Les 20km de Bruxelles

Running as a workout is great, but it gets boring after a while. When my goal of losing weight was reached, there was a vacuum of purpose that needed to be filled. That’s where races come into play. That’s a sport that literally anybody can compete, anywhere, any age, and practically in any physical condition.

Running is one of the most popular sports, if not the one. It is cheap, has no bureaucracy, and millions of years of evolution have shown that we are all born to run. Races are organized all over the world in a daily basis and most of them have over a thousand participants. I was anxious to start racing, so when I got rid of my injures, I decided to sign up for The 20K of Brussels, the most popular race in Belgium, with a field of over 40K runners. It is such a big event that the start was given by Prime Minister Charles Michel along with other personalities, triggering runners from 129 nationalities in a hot an humid weather. My daughter asked me how much they were paying me to run such a long distance. I told her that I was actually paying to do that. She retreated in disbelief, for our amusement.

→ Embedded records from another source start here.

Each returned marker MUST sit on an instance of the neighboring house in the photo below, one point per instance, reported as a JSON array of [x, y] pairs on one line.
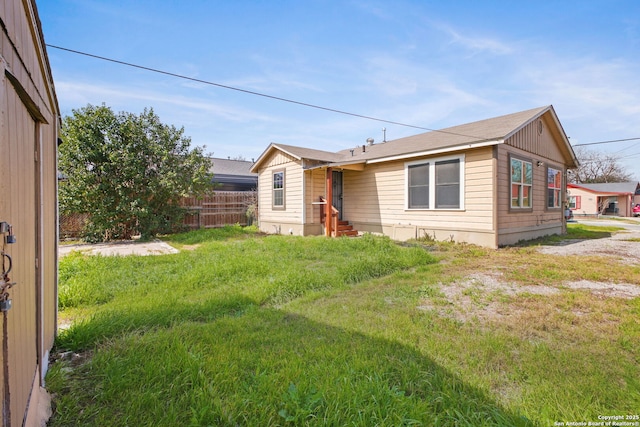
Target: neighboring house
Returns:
[[603, 199], [493, 182], [28, 140], [233, 175]]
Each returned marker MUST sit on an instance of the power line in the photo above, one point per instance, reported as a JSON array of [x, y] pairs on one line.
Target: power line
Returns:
[[606, 142], [250, 92]]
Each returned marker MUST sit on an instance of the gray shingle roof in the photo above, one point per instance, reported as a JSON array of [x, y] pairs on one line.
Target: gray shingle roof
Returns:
[[231, 167], [488, 131]]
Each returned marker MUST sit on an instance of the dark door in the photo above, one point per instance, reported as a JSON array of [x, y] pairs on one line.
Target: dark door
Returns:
[[337, 192]]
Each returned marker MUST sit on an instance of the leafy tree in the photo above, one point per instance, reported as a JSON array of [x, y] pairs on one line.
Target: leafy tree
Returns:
[[596, 167], [127, 172]]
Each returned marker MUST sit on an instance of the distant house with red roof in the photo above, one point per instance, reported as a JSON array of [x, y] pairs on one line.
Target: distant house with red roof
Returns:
[[613, 198]]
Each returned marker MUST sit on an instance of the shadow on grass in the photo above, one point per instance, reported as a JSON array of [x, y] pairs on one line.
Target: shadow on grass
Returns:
[[268, 367], [118, 321]]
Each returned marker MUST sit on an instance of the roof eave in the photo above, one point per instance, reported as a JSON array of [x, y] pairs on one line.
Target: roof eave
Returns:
[[443, 150]]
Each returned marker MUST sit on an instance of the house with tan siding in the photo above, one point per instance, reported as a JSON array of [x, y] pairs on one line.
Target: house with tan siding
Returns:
[[29, 119], [492, 183]]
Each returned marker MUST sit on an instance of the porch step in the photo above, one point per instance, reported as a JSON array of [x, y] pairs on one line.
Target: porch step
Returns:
[[345, 229]]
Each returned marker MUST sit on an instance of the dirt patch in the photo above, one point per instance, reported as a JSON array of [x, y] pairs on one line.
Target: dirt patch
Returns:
[[485, 296], [156, 247], [623, 246]]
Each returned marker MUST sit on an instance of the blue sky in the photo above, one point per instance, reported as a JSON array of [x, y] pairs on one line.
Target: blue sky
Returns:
[[432, 64]]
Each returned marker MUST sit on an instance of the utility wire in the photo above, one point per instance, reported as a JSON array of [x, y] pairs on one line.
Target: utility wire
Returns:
[[250, 92], [605, 142]]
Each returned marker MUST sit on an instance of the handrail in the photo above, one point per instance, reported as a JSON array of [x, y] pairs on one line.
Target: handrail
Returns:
[[335, 214]]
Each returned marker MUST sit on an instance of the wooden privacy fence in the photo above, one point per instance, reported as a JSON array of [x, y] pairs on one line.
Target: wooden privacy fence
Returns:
[[216, 210], [220, 209]]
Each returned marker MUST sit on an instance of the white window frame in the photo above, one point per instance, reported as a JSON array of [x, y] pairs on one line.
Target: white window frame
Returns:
[[273, 190], [522, 184], [432, 182]]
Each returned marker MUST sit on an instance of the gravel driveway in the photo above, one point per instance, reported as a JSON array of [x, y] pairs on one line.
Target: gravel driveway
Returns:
[[621, 245]]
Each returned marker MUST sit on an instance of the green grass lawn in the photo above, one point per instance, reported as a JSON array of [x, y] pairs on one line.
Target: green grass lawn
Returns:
[[251, 330]]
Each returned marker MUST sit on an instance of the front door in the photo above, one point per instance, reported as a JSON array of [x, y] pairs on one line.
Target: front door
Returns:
[[337, 192]]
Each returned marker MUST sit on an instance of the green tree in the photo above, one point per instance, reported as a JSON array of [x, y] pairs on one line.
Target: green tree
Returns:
[[127, 172]]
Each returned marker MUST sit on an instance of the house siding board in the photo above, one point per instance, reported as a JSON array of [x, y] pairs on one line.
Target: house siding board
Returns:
[[515, 225], [384, 201], [28, 184], [292, 213]]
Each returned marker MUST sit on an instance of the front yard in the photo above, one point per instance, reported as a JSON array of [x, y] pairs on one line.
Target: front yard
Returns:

40K runners don’t start at once. They are organized in waves, which are groups with similar pace. Waves go out from faster to slower runners. Most of my running group buddies were in the same wave. That day I learned that, as much as I wanted to run with them, each one had their own race pace. Some were faster, other slower, and just a few with similar pace. One of them was my former boss, who ran with me the first 15 km. Then I felt confident to move faster and left him behind to chase the finish line.

The finish line in such large event is as complex as the start. My family greeted me a few hundred meters before, since the finishing area was inaccessible for spectators. They looked more excited than me, but they had to wait until I got the chance to take my finisher medal, eat my banana, drink some water, and get some more treats. I was happy they were there to see this moment, like I was planting a seed that would germinate at some point and grow the running spirit into their minds and bodies. With hope, we would share the same experience in the future.

For an amateur like me, racing is competing with myself, beating my own times. I have no ambition of chasing elite runners because in long distance races, it’s not who is the fastest but who slows down the least. We are constantly surrounded by other runners, but it is pointless to take them as a reference point. Some are older or heavier but faster, while others look stronger but drained. Even who started later can finish sooner and vice versa. So, it is more about enjoying the experience, the struggle, the reward, together.